A Chinese court has recently heard a landmark case on gay conversion therapy. Xiao Zhen (pseudonym), is currently suing a psychological clinic for around 10,000 RMB for subjecting him to electroshock therapy in order to “cure” his homosexuality.
The article reproduces the interview conducted by the Beijing Times with Xiao Zhen. In the interview, he recounts his family background, how he finally accepted his homosexuality only at 27 and found his true love in Beijing, and also how he searched for and went to a Chongqing psychological clinic for gay conversion therapy at the behest of his parents. Consultation rates are charged at the clinic at 500 RMB per hour and subsequent thrice-weekly sessions totalling around 30,000 RMB are required.
Having received one treatment during which he was electroshocked, Xiao Zhen stopped the treatment and returned to Beijing. His experience spurred his circle of friends to investigate the treatment and the clinic, gathering evidence which showed the ineffectiveness of the treatment and that the clinic’s practising certificate was fake. The findings convinced Xiao Zhen to file a lawsuit against the clinic to make his experience a representative case and to bring attention to the issue. He is also suing Baidu as he feels Baidu has a moral duty to filter search results and verify the practising certificates of clinics. This is the first documented court case in China in relation to homosexuality treatment, with the court expected to reach a decision in one months’ time.
In the interview, Xiao Zhen also expresses the opinion that homosexuality still faces fierce opposition from both family and society, and that views still remain conservative even among the younger generation.

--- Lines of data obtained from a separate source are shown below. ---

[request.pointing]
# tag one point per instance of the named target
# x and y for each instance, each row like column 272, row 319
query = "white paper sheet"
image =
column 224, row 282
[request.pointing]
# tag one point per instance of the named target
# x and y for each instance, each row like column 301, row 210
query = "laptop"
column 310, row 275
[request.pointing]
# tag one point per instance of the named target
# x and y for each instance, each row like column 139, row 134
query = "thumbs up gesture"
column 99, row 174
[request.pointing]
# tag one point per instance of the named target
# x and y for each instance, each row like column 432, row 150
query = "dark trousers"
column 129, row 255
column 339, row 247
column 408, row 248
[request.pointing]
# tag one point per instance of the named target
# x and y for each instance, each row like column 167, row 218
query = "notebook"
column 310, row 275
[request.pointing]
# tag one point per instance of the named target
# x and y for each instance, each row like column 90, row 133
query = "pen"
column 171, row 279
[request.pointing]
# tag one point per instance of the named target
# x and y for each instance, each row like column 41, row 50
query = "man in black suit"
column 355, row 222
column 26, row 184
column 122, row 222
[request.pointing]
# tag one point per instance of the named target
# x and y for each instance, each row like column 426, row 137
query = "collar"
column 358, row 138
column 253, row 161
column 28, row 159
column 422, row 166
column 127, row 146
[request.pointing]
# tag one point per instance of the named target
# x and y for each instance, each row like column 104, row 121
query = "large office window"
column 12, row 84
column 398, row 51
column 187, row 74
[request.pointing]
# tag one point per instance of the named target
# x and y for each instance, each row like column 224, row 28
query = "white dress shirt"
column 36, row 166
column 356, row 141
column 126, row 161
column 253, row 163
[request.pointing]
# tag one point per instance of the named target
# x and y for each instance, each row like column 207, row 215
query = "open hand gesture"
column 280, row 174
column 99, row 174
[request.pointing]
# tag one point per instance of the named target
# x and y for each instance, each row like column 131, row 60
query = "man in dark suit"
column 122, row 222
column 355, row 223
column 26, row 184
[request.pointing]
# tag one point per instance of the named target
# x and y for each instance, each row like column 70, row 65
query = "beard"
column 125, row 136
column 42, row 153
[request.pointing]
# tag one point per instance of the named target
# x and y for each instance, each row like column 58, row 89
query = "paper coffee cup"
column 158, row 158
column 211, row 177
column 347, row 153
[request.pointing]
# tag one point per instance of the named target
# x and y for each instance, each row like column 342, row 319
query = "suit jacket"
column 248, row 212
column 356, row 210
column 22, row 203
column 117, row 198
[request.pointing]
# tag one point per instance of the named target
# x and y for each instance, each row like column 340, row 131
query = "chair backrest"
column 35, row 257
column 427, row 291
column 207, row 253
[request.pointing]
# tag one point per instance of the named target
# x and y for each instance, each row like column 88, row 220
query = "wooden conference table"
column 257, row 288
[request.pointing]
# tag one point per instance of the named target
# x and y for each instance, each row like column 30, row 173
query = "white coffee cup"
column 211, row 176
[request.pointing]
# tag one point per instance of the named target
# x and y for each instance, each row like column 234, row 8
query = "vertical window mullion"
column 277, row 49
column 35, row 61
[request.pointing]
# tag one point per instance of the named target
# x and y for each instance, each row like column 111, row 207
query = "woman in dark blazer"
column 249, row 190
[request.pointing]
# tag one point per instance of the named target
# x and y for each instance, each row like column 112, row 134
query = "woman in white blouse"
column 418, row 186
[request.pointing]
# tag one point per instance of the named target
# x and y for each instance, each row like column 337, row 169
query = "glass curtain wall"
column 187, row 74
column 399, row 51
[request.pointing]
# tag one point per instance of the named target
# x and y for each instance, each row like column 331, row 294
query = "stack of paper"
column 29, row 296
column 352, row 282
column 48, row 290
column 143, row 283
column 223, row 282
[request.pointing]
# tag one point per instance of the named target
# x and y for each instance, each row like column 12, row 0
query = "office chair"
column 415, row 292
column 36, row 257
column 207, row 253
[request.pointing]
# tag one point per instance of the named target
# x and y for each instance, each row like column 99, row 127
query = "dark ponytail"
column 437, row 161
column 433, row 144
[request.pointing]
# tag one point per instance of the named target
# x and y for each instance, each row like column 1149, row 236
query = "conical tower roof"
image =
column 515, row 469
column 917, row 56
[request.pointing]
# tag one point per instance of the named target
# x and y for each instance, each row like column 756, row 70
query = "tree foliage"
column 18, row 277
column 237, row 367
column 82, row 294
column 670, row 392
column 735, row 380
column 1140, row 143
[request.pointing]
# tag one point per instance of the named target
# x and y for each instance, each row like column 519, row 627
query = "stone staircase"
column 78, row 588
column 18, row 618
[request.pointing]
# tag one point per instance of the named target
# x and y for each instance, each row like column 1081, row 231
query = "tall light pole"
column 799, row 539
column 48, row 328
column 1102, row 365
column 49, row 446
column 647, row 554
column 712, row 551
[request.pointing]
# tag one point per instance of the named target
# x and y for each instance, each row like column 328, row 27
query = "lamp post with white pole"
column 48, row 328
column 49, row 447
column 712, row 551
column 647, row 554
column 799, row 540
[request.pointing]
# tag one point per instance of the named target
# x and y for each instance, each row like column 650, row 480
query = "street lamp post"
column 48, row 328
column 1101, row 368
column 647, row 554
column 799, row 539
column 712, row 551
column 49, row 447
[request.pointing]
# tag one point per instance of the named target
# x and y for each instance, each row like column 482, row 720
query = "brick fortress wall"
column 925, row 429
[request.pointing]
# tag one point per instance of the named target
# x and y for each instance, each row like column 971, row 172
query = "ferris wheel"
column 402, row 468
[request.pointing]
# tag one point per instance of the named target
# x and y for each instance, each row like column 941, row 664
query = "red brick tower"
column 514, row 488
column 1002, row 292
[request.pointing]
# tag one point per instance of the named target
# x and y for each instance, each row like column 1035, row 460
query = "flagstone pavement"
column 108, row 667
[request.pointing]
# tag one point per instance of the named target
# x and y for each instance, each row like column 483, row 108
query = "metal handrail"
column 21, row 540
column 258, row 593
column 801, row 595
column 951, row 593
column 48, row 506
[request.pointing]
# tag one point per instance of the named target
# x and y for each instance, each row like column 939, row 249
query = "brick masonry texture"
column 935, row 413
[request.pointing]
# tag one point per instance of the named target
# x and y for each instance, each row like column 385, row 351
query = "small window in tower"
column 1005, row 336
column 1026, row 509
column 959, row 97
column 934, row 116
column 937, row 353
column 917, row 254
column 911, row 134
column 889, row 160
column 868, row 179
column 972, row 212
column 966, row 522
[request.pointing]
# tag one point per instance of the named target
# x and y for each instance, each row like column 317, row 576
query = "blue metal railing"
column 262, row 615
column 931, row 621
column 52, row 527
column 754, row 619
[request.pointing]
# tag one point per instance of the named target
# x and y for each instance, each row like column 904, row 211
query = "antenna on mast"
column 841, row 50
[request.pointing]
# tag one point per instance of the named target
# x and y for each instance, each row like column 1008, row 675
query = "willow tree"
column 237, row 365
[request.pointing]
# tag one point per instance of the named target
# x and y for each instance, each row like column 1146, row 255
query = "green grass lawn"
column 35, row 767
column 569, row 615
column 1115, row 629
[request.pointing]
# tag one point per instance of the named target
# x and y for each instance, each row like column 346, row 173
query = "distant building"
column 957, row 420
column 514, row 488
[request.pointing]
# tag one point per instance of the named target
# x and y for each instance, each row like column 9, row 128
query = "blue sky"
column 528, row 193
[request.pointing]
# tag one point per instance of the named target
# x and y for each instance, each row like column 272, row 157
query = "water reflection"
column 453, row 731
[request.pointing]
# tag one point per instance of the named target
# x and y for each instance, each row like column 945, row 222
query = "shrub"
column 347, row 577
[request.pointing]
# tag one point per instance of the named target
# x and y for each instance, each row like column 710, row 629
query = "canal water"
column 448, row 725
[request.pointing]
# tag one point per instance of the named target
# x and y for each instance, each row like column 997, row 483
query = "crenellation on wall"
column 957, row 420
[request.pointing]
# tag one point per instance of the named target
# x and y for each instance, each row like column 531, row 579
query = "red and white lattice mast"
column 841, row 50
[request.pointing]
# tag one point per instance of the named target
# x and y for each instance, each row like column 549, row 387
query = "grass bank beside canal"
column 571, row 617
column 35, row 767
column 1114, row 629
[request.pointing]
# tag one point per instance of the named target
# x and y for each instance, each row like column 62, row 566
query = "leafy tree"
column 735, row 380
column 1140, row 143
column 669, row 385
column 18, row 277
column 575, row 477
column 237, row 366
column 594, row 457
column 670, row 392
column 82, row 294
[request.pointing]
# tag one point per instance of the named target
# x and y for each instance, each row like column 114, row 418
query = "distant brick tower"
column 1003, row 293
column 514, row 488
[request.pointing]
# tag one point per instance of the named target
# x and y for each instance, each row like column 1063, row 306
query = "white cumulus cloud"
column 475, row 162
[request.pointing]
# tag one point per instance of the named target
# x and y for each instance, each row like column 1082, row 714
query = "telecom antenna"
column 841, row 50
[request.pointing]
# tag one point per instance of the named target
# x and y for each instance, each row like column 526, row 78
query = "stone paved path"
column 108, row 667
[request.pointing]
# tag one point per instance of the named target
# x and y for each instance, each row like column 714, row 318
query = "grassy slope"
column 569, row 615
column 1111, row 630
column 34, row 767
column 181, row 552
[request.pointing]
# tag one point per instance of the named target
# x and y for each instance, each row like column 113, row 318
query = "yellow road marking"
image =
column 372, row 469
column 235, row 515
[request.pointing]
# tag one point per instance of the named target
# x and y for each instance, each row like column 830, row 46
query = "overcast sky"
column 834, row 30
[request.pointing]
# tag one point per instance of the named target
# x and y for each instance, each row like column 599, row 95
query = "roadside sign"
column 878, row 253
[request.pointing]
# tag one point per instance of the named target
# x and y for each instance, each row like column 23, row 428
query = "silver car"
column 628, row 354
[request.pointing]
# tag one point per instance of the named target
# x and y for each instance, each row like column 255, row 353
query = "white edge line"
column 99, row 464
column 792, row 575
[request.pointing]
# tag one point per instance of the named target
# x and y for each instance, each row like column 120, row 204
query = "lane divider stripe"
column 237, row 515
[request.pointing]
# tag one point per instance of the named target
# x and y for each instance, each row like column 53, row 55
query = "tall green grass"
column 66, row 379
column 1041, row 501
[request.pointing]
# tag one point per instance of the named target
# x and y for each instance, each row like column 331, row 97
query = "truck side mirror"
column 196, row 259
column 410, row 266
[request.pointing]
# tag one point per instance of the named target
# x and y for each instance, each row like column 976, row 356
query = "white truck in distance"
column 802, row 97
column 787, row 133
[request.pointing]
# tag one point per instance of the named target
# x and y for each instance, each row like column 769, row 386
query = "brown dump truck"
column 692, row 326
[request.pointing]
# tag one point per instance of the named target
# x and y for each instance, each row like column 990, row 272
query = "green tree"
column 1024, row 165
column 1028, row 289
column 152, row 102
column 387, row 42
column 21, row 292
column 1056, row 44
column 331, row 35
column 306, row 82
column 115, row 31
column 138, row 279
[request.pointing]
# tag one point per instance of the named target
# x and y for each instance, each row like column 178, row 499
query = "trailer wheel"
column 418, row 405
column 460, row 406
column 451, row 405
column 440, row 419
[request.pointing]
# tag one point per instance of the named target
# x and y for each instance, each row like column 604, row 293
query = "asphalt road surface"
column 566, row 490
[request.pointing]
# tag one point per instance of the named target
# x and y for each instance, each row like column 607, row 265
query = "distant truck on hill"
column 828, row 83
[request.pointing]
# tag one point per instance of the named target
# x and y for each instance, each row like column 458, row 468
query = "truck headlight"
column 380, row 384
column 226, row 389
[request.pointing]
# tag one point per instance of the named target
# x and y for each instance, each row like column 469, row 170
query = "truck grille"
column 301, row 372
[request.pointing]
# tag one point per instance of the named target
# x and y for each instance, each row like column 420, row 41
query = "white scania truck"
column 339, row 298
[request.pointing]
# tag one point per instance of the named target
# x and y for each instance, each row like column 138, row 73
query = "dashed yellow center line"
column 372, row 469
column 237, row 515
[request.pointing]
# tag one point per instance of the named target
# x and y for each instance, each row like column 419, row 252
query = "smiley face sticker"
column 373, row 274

He hopes but is less optimistic that society will eventually accept homosexuality as intrinsic rather than as a product of environmental influences.
Hospitals and clinics contacted by the paper had differing opinions on whether homosexuality could be treated, with some still offering treatments for potential patients. The paper also conducted interviews with psychologists, who expressed that homosexuality should no longer be perceived as a mental disorder, having already been removed from its classification as one from the China Psychiatric Association guidelines.